McCain v. Rice: The Unceremonious Quashing of a Candidate

I waited to have the last word on this. With Susan Rice "out" and John Kerry "in" and all but certain to be confirmed by Congress as the next secretary of state, I can't let it rest.

I am weary of hearing every news commentator and pundit preface his or her criticism of John McCain with praise for him as a hero. By my measure, McCain is no longer a hero, he's a coward. He may have been a hero when he was a prisoner of war, but that was half-a-lifetime ago, and for the bulk of the four decades since, given piddling evidence of valor or gallantry to the contrary, he's progressively earned yellower stripes.

Presently, I consider him a coward for attacking a woman. Worse, I think he's a coward for attacking a woman to get to a man. Worst of all worsts, he's a coward for attacking a black woman to get to a black man.

A childishly-aging, bitter man, McCain's still foaming at the mouth (and, if bile foams, wherever it does so) over having lost a presidential race -- legitimately and indeed with brains-beat-out decisiveness -- to, of all things under the sun, a relative upstart bearing a disadvantageous name: Barack Hussein Obama. Throughout history, biography and mythology, heroes are chronicled in detail, but nowhere, not even in Shakespeare, the Bible, Freud or Confucius -- not even in Machiavelli! -- can I find "bitter," or any synonym for it, cited as an attribute of a hero.

By accepted consensus, a hero is someone others regard as a role model or ideal. By bullying and disparaging U.N. Ambassador Susan Rice, John McCain emulated no more than a man whose sole authority stems from wielding a whip in his hand. Simon Legree is not the stuff of heroes, and no longer is John McCain.

The Senator should take another good, unjaundiced look at Susan Rice. Showing exemplary mettle, she withdrew her name from consideration for a position she merited and coveted, the nation's next Secretary of State. By so doing, she put country before politics, ideals before aspirations and personal ambition. She'll never be decorated for it, but that's what I call heroism -- and class.
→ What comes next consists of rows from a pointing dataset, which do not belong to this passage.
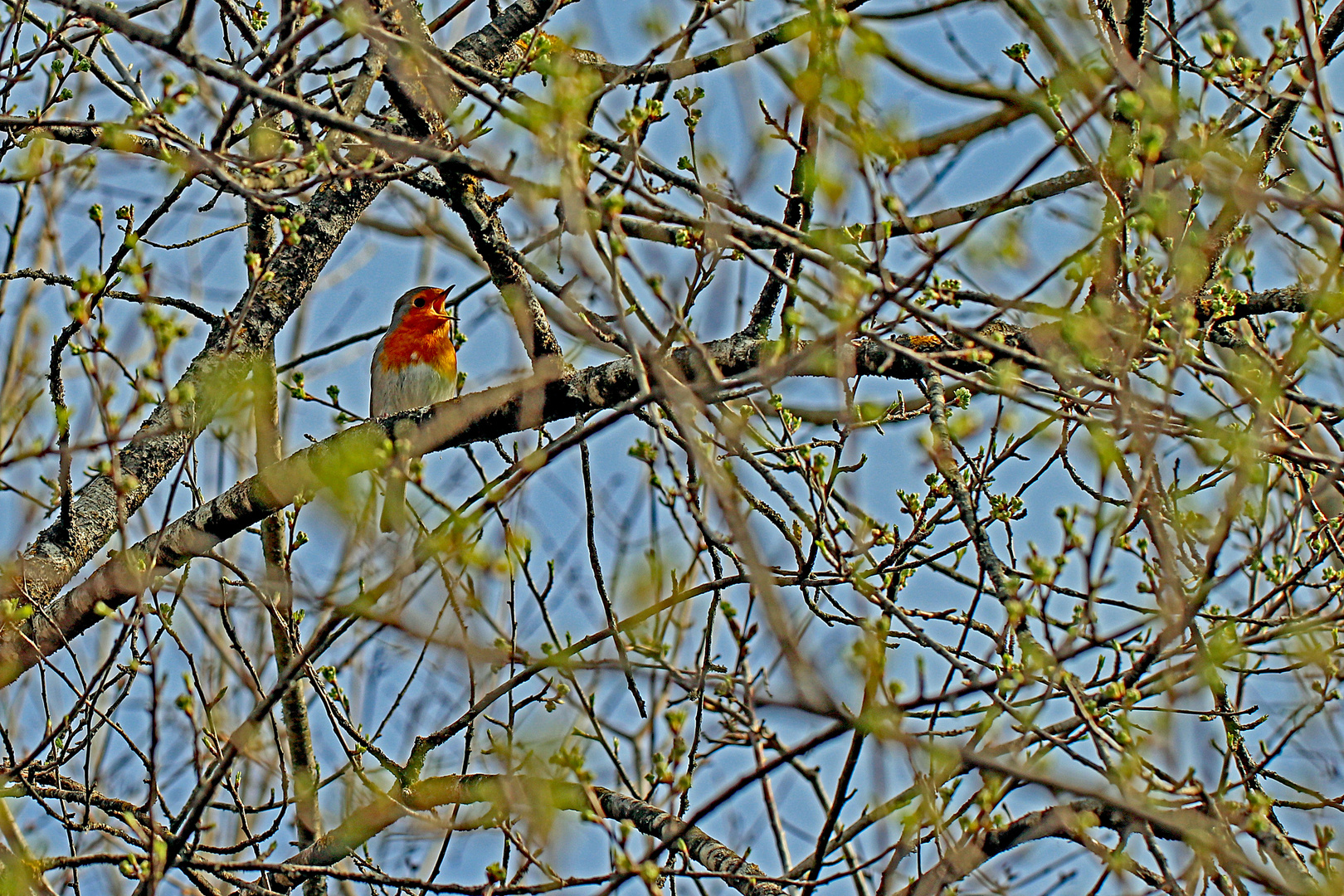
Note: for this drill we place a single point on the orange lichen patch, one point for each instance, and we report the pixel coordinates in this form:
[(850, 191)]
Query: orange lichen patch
[(424, 336)]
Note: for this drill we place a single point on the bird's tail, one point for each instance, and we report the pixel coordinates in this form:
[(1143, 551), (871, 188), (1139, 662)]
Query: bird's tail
[(394, 503)]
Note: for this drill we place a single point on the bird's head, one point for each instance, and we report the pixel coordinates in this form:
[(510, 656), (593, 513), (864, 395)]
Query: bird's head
[(422, 309)]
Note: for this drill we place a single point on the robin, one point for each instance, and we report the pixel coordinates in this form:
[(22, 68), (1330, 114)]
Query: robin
[(414, 364)]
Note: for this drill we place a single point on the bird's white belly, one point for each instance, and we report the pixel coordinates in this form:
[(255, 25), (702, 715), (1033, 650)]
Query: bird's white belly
[(411, 386)]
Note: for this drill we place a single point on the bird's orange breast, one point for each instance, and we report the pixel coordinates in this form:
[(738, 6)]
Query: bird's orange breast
[(421, 338)]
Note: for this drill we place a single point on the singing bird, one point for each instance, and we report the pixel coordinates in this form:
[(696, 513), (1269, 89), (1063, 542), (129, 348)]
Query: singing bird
[(414, 364)]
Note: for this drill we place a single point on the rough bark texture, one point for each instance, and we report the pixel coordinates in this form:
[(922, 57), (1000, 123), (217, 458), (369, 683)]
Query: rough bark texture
[(546, 397), (522, 794), (163, 440)]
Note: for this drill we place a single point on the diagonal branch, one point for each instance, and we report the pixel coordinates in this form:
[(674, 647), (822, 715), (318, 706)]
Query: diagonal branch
[(60, 551), (526, 793)]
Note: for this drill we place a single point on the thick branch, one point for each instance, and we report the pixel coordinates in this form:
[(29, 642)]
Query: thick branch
[(544, 397), (163, 440)]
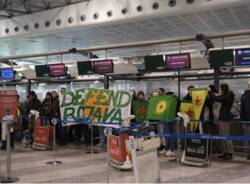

What exactly was Rice's transgression? In service to her bosses and to the nation she has served so well, she went on Sunday TV -- five TV shows, to be exact -- standing in for other spokespeople of stature who don't like to give up their Sundays to go on TV -- and gave accounts of the attack on the U.S. consulate in Benghazi, Libya that were prepared for her by our country's intelligence services. She relied on the accuracy and verity of those intelligence services! To oblige the people's right, and thirst, to know, she spoke before she had all the facts, an act so dire that Senator McCain pounced on her -- all but jumped up and down on her windpipe -- before he had all the facts! In fact, the super-patriot U.S. Senator was so fired up by his duty to protect the country not from terrorism or military attack, but from that insidious enemy, misinformation, that he concurrently skipped a classified briefing in the Capitol building on the updated facts, conducted by the government's uppermost diplomatic, military, intelligence and counter-terrorism officials before the Senate Homeland Security and Government Affairs Committee (of which McCain is a member!), to hold a press conference in another part of the building to call for a special committee to respond to the "many unanswered questions" he opted to skip at the briefing!

Flanked by his two bobble-headed dolls, Senators Lindsey Graham (another member of the committee playing hooky) and Kelly Ayote, McCain declared -- once again, in case his viewers missed it on Fox News the first or second time -- his intention to get to the bottom of the case. And I saw shades of the old John McCain, a man of action: if anyone can get to the bottom of anything, and stay there as long as it takes, John McCain has proven he's our man.

McCain's head is engorged with arrogant illusions: he should be the president of the United States; he should be the titular czar of his party; he should be adhered to and exalted by all who call themselves Americans; he should not be relegated to the shoulders of the country's byroads, but hoisted onto the shoulders of its citizenry.

Heroes are defined as stout-hearted and lion-hearted, quixotic and courtly, major league and mythical. By no written, oral or pictorial description of record are they deemed arrogant -- except when depicted as cartoon characters with jutting jaws and swiping paws. Or disproportionately large bobble-heads.

John McCain may have succeeded in having a major hand in doing what he otherwise couldn't do -- getting an upper hand on President Obama, no matter how nastily or temporally, by discrediting the president's reputed first choice for Secretary of State before he even had a chance to propose her. But by denying the senator victory -- again, by withdrawing her name from consideration, Susan Rice won, and won with distinction.